Available genotypic data have shown that invasive carcinomas and their synchronous metastases usually exhibit the same genetic profile.50, 51 In our study, a detailed mutational profile encompassing 15–20 molecular markers is generated from multiple representative tissue sites within a given neoplastic deposit. The use of multiple targets helps described intratumoral heterogeneity.52 Given that carcinogenesis is a multistep process of irreversible mutation acquisition causally associated with enhanced neoplastic phenotype, mutations acquired early are expected to be clonally expanded in metastasis derived from that cancer.
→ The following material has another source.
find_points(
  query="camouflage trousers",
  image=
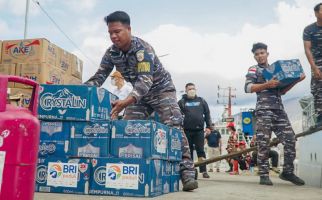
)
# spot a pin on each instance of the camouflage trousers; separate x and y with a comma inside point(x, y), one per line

Therefore, the initial molecular lesions detected in the primary tumor will be retained in the corresponding asynchronous distant metastases, with a noticeable accumulation of additional genetic events.51 In each case, these discordant mutations will appear as later temporal events and will, therefore, not obscure the relatedness between the two tumors. In the case of independent primary cancer formation, it is statistically unlikely that two primary cancers will accumulate the identical constellation, temporal profile, and specific allele patterns of mutational change.46 However, there may be a very small chance that LOH of the same allele in two different specimens results from two independent events that coincidentally give the same result.12 This theory may explain the few cases of synchronous bilateral breast carcinomas in literature that common clonality could not be entirely excluded.11, 19, 20, 21, 29

There is debate regarding the surgical management of patients with synchronous bilateral breast carcinoma. Similar to our experience, most studies have shown high incidence of bilateral mastectomies performed in their patients.23 This aggressive approach was adopted based on the assumption that synchronous bilateral breast carcinoma has a worse prognosis than unilateral breast cancer. Recent studies showed that bilateral breast conservation is a reasonable approach without affecting overall and disease-free survival, while enhancing patient cosmesis.30, 33, 34

In conclusion, this study supports the observations concerning the independent clonal origin of most, if not all, synchronous bilateral breast carcinomas. These findings appear to have practical impact, as clinical management of localized breast cancer is critically different from treatment of metastatic disease.